High school topics often include: quadratic equations, polynomials, graphs of the functions and inequalities, geometry with formal proofs, introduction to trigonometry, probability and statistics, limits and derivatives. Many of these concepts can seem **abstract** to the student and this perception makes it difficult to comprehend new topics.

I believe the key is to bring as much **concreteness** as possible to any given topic. With my students I always use **real life examples** and applications. I also believe that the only way one could check if the student truly understands the concept is by presenting the material in a different and non-conventional form.

Middle school is the time when the students become comfortable with fractions, decimals, percentages, negative numbers, inequalities, basics of geometry. They get a taste of linear equations and start using mathematics to solve real world problems of higher significance than before. This also happens to be an extremely important **habit forming period**.

Helping to **develop structure** in the mathematical solutions is one of the greatest gifts a tutor can provide to a student of this age. I always encourage all of my students to label their work correctly and be **organized** in their solutions. As problems will get more and more complicated, this would become an extremely value skill.

I have worked with all kinds of students at the college level. Students varied from those who chose mathematics as their life-time passion to those who would never use a single formula after they have passed their mandatory pre-calculus class. Obviously the approach is different with every single student. Some just need a guide and a knowledgeable companion on their mathematical adventure, others need a tutor who motivates them to get more than just a passing grade in their math class.

All those experiences are **differently rewarding** and I cherish them all. As I always say, individuality matters! Thus I adjust my approach for every single student.

I love mathematics competitions! I have spent my whole childhood participating in them and they have always been **extremely entertaining** for me! I enjoy working with kids who feel the same way about math competitions. I like to use the Art of Problem Solving books with my students as the main guide, and then I supplement with additional materials upon need.

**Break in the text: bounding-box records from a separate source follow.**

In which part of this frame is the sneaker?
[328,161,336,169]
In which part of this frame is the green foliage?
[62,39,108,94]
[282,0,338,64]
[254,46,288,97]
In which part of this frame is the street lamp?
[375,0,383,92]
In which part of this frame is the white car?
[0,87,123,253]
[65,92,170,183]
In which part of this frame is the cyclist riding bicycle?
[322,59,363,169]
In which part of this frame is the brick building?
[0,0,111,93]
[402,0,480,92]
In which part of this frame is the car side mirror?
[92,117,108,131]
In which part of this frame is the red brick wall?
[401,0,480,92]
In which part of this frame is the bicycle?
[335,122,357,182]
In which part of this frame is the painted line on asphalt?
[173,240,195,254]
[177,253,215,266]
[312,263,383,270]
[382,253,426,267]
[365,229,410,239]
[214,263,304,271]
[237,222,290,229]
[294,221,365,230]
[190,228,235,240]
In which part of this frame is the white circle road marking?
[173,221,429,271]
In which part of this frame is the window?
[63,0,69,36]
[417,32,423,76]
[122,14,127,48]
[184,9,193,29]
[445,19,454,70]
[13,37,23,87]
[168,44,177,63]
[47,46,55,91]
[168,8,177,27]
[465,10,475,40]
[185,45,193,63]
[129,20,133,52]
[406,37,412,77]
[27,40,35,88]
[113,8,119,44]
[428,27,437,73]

I have been finding pleasure in solving mathematical problems since early age. While in high school in Georgia, I participated in various math olympiads, as well as brought a gold medal from International Mathematics Project Competition in 2005. Subsequently I got my bachelor’s degree in Mathematics/Economics at American University in Bulgaria. During my years in college I was a chess club president and representative of the math department to the student government. Soon after I started my Master’s in Math at Courant Institute of New York University. Those were fun years, I opened myself to wonders of applied mathematics, as well as met some brilliant scientists. I was also working as Teaching Assistant through the course of my program. In 2013 my daughter was born and by the time I finished my Master’s, I decided instead of proceeding with the PhD as planned, to get acquainted with Early Childhood education, which subsequently directed me to look into homeschooling and individual training programs. I have looked into various approaches including, but not limited to Montessori, Waldorf, unschooling, etc. As I already had a teaching experience from Master’s program, I started working as a private tutor. I have worked with students from all over, including Hunter College High School; The High School for Math, Science and Engineering (HSMSE) at City College, NEST+M and NYU. I also have been preparing students for American Math Competition (AMC). I love my job and love working with kids, but I find especially big pleasure in working with challenging students, those who have no interest or willingness to learn math. It’s always gratifying finding ways to engage them in the learning process. My teaching goal is to bring out natural curiosity in students and ensure that they have it as a motivating tool through the course of their lifetime learning process. As Albert Einstein once said: “The important thing is not to stop questioning. Curiosity has its own reason for existing.” So let’s ensure that our kids never stop being curious!

Personalized Private Math & SAT Tutoring

Mainstream pedagogy seeks to teach the facts in an isolated fashion. This is based on the assumption that only a few lucky ones have ability to be good at math. Following Common Core Requirements, students are taught a topic and forced to solve specific and limited sets of problems. This is problematic because, while children do learn the material and are able to follow provided instructions in their problem solving, few can actually understand why they are doing it. A topic is properly understood only when the child is able to solve the problems which are not presented in a familiar way. Students should be able to identify the math problem in a totally uncommon setting, like a real life situation or in a non-technical subject, where you would least expect to find a need for mathematics. Once that kind of level of thinking is reached and the data is internalized to an extent that it becomes a part of your daily life observation, it can be safely said that the understanding of the material is present. Teacher’s goal should be to develop exactly this kind of mathematical sensitivity in the student, which would allow them to perceive mathematics as an integral part of their daily life.

Surrounded by a vast number of educational methods one often wonders which would be the best in the teaching process. And while I enjoy having many tools at hand to assist me, I have found that no approach works for all the students. I often remind myself of Maria Montessori’s thoughtful advice to “follow the child”. Often it’s better to take time to observe the child and identify their genuine interests in order to be able to adjust the teaching approach accordingly. I believe that the teacher’s goal shouldn’t be to take away students’ freedom and turn them into submissive followers, but to let them be free in expressing their genuine interests and finding ways to incorporate math into activities of their own pursuit. One would be amazed to find that use of math can be found in pretty much everything.

Both the teacher and the student should find pleasure in their exploratory process. The main challenge that a good teacher faces is how to spark interest in her students and how to let their genuine curiosity guide them and make them thirsty for more knowledge. Excellent teacher always keeps in mind her student’s individuality and personalizes approach accordingly. The more flexible is the teacher in her pedagogic ways, the more successful will be the outcome.